PARTE 10/ OS MORTOS - JAMES JOYCE/ DA LISTA DOS CEM MELHORES CONTOS DO MUNDO/REVISTA BRAVO 2009


     __ Consegui só um carro - informou ele.
     __ Encontraremos outro pelo cais - disse Gabriel.
     __ Sim. É melhor que a senhora Malins não apanhe uma corrente de ar - comentou tia Kate.
    A senhora Malins foi amparada nos degraus da entrada pelo filho e por Browne e, após várias manobras, içada para dentro do carro. Freddy subiu com ela e gastou longo tempo instalando-a no banco, auxiliado pelos conselhos de Browne. Por fim, acomodaram-na confortavelmente e Freddy convidou Browne a aproveitar a condução. Depois de muita conversa e confusão, Browne também entrou no carro. O cocheiro ajustou a manta sobre os joelhos e curvou-se para saber em que direção seguir. A confusão aumentou. O cocheiro recebia ordens diferentes de Freddy e de Browne, que tinham posto as cabeças fora das respectivas janelas. O problema era decidir em que ponto do caminho deixariam Browne. Da porta, tia Kate, tia Júlia e Mary Jane participavam da discussão com sugestões contraditórias e muito riso. Freddy já não podia falar de tanto rir. Punha e tirava a cabeça da janela a todo momento, arriscando amassar o chapéu, e relatava para a mãe o que ia acontecendo, até que finalmente Browne gritou para o cocheiro desnorteado, abafando as risadas:
     __ Sabe onde fica o Trinity College?
     __ Sim, senhor - disse o cocheiro.
   __ Então vá direto para os portões do Trinity College. Ao chegarmos lã, direi que direção tomar. Compreendeu?
     __ Sim, senhor.
     __ Vá voando para o Trinity College.
     __ Certo, patrão.
    Açoitou o cavalo e o carro partiu vascolejando pelo cais, em meio a um coro de risos e despedidas.

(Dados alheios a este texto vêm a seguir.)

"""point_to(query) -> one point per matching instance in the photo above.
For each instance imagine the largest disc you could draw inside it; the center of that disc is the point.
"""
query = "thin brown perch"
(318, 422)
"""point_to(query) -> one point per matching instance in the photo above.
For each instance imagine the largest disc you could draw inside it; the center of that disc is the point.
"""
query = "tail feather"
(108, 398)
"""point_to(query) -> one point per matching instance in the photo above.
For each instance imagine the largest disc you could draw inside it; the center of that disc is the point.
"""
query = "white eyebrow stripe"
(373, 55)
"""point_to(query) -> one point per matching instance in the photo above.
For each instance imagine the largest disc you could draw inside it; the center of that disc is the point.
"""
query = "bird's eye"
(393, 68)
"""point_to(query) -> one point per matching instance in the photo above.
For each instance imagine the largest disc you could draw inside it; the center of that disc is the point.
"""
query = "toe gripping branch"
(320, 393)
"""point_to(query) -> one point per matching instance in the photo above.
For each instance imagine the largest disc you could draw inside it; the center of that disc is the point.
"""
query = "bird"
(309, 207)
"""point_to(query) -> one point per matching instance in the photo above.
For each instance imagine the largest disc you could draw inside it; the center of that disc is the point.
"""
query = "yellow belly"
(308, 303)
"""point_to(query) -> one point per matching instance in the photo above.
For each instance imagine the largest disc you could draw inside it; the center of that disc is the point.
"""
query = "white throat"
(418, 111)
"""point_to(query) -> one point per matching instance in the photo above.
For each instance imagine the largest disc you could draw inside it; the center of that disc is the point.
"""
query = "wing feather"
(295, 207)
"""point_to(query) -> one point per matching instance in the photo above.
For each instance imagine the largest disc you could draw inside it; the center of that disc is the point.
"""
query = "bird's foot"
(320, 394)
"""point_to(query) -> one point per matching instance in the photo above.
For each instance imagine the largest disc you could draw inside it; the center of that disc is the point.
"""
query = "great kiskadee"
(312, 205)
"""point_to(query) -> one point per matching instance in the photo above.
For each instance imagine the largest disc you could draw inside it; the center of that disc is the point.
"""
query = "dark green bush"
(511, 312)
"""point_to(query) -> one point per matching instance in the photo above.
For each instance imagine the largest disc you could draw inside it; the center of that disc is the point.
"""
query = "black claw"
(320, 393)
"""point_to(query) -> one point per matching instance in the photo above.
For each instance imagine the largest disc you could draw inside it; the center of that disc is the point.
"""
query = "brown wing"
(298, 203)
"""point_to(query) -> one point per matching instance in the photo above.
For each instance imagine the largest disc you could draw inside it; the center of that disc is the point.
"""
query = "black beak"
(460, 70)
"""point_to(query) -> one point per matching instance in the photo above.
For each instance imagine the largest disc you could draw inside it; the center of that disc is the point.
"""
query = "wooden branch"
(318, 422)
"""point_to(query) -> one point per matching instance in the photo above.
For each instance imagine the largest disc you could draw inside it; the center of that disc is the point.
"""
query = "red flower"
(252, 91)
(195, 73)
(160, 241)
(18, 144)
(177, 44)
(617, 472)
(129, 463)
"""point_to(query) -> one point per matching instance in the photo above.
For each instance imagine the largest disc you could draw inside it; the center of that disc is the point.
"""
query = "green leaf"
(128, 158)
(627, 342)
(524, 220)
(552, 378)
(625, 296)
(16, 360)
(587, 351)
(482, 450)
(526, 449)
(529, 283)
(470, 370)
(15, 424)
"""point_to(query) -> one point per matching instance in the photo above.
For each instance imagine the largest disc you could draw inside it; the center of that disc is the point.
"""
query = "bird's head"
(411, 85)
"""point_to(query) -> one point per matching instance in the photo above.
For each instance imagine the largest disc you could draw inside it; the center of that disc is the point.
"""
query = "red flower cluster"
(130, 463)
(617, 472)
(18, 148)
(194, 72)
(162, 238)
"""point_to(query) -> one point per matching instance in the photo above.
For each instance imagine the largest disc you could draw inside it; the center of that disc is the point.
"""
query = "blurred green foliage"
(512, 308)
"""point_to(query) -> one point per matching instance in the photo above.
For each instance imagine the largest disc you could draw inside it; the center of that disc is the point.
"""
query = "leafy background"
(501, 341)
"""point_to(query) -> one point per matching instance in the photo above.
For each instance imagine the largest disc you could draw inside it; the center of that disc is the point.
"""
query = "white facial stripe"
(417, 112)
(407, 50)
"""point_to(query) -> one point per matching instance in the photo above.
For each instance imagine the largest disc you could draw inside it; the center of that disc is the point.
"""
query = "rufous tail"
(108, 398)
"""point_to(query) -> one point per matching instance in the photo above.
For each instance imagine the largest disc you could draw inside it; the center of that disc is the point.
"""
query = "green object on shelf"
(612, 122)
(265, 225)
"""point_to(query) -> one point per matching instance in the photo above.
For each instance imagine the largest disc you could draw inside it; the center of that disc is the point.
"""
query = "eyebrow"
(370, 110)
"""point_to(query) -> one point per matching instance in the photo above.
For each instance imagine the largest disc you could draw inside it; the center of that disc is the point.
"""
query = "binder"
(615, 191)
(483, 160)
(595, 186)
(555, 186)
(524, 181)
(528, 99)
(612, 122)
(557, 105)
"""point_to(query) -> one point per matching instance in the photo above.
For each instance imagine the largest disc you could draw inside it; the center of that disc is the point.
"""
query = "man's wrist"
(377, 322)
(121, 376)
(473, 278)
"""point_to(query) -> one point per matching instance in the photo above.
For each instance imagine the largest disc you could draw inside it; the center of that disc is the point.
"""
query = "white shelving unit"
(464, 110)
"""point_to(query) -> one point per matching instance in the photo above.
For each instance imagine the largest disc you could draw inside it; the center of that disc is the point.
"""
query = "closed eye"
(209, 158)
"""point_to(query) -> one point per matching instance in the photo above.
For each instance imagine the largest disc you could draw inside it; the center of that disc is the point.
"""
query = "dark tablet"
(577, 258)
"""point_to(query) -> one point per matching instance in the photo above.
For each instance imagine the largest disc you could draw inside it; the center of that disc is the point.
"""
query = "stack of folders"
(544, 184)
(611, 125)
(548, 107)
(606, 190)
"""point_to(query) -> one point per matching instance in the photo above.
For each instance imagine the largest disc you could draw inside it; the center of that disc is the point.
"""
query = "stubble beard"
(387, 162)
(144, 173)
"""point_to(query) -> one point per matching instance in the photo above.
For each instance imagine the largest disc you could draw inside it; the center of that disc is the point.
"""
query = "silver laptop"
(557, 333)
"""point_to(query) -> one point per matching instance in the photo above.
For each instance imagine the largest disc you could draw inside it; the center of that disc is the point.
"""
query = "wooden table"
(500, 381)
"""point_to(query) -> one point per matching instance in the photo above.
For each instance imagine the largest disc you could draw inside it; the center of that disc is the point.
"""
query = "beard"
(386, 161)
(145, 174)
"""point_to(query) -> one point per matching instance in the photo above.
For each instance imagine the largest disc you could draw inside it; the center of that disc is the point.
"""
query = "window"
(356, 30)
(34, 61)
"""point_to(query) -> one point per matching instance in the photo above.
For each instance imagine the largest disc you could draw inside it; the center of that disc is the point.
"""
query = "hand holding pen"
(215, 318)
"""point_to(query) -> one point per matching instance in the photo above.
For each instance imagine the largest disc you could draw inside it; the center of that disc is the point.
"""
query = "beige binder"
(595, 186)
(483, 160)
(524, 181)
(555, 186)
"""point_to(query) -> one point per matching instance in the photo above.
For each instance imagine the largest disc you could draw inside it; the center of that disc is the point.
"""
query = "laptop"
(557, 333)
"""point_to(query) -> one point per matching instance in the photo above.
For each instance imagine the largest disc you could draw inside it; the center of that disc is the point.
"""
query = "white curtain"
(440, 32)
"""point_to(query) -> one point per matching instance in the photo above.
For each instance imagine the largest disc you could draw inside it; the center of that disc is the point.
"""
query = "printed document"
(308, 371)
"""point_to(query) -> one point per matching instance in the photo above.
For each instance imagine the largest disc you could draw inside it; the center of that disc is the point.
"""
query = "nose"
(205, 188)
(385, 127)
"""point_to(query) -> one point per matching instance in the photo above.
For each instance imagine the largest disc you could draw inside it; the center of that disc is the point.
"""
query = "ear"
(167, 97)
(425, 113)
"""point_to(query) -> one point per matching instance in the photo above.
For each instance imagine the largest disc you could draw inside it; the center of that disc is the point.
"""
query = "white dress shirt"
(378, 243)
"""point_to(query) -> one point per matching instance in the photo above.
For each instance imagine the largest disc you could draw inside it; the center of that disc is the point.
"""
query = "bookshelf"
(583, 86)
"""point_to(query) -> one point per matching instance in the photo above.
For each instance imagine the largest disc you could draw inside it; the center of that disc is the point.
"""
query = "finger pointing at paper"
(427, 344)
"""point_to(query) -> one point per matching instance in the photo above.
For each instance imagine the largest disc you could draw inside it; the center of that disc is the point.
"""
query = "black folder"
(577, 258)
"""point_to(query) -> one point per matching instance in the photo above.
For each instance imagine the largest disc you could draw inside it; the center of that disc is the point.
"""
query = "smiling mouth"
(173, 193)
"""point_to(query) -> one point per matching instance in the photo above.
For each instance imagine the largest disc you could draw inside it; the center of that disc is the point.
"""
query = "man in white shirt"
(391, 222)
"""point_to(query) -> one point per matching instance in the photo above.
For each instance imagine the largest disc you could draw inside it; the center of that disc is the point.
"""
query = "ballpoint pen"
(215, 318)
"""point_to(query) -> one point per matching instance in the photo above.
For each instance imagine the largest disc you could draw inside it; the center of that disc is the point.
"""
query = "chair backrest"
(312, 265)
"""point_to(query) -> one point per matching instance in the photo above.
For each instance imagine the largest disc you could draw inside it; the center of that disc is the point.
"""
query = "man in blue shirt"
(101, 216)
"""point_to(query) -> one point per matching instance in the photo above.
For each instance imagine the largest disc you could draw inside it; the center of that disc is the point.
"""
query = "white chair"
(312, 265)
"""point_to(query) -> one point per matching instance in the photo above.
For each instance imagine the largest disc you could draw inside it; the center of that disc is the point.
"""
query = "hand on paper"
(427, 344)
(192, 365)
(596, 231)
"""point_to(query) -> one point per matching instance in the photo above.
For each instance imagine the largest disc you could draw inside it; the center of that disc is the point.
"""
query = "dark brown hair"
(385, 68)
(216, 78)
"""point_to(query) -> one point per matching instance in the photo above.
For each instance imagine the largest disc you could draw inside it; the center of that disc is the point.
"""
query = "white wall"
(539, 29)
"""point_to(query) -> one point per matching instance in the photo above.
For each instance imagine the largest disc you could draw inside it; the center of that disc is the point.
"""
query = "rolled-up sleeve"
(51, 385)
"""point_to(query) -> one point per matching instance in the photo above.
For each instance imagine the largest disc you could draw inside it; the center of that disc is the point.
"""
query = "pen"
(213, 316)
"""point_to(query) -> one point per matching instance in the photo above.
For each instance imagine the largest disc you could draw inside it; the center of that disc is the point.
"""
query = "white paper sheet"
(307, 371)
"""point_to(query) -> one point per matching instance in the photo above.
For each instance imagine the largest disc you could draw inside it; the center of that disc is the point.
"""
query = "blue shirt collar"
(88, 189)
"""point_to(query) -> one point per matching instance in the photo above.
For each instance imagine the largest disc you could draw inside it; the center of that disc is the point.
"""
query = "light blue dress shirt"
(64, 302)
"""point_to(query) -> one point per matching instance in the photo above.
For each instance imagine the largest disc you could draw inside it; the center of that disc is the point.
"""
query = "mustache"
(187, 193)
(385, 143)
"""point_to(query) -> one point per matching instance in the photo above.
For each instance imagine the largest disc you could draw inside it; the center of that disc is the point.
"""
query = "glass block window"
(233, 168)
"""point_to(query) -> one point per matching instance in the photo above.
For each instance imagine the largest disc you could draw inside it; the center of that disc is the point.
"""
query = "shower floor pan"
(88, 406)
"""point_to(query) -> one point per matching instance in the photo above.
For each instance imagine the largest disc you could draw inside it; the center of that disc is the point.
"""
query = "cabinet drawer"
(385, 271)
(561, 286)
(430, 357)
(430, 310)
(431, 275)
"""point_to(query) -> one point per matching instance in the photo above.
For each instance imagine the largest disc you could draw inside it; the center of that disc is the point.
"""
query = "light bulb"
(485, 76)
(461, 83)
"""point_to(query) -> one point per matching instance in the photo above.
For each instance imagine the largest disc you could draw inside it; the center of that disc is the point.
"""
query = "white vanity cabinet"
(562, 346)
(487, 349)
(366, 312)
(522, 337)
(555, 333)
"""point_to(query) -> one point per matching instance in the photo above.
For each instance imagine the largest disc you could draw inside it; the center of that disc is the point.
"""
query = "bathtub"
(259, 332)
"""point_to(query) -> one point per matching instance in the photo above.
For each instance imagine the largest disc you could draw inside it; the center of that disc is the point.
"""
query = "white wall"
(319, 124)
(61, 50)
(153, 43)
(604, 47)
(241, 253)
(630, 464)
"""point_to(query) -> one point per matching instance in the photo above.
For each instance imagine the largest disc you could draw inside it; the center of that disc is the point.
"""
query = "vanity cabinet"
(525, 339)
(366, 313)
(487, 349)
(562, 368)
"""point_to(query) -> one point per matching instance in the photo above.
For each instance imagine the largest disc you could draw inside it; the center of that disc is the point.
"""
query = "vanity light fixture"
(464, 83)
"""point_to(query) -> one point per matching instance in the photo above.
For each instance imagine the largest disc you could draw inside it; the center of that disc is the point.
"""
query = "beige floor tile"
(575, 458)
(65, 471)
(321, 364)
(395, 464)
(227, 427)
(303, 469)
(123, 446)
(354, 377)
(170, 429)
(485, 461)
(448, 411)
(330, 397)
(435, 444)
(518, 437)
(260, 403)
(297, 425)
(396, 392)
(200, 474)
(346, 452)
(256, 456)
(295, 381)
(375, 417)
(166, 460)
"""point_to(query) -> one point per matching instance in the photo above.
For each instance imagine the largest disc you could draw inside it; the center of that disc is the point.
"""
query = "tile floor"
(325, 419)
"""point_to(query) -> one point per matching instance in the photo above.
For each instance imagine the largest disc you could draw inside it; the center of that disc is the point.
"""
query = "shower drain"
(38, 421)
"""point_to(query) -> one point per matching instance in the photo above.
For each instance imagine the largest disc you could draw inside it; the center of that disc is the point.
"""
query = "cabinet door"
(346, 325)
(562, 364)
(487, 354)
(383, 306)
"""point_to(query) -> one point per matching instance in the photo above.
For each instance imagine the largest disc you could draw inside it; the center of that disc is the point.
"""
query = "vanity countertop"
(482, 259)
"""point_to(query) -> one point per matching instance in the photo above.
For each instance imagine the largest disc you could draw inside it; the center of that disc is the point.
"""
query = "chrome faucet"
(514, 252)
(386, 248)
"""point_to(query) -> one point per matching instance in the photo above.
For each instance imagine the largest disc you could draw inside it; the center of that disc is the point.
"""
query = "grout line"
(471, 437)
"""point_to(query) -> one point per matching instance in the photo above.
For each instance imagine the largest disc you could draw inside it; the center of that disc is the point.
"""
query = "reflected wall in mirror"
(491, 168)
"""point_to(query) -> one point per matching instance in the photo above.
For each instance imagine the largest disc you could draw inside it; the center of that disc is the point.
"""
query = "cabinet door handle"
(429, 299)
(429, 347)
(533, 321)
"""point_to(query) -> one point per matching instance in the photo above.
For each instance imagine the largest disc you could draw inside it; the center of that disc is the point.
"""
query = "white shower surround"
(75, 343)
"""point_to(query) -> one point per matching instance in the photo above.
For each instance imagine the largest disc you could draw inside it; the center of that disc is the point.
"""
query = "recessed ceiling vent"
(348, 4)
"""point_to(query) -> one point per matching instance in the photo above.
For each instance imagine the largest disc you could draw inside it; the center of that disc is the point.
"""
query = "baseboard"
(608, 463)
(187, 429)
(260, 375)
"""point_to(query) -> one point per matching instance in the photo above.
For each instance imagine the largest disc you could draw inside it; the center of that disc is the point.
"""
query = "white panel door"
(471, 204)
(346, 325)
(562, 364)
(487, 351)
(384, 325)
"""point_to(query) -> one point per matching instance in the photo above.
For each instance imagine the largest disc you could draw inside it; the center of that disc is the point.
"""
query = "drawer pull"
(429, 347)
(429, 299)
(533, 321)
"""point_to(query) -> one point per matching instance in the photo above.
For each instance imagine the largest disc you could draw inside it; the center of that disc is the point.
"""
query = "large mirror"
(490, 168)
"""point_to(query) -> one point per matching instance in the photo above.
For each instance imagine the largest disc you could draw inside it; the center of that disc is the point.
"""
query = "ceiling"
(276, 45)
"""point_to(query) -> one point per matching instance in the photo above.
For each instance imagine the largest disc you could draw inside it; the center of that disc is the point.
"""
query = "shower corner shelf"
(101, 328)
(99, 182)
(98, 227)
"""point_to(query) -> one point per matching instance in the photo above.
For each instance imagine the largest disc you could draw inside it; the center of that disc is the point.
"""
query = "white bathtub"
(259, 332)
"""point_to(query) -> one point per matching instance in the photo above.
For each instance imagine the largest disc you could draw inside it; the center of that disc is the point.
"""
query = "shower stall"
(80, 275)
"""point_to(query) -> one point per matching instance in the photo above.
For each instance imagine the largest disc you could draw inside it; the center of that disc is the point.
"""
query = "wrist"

    Gabriel não fora até a porta com os outros. Ficou num recanto escuro do vestíbulo olhando para o alto da escada. Perto do primeiro patamar, também na penumbra, havia uma mulher. Não podia ver-lhe o rosto, mas distinguia as faixas rosa e marrom do vestido, que a sombra transformava em branco e negro. Era sua esposa. Estava encostada no corrimão ouvindo alguma coisa. Surpreso com aquela imobilidade, Gabriel procurou também ouvir. Mas não se escutava nada a não ser o rumor de risos e vozes na entrada, alguns acordes de piano e uma voz de homem cantando.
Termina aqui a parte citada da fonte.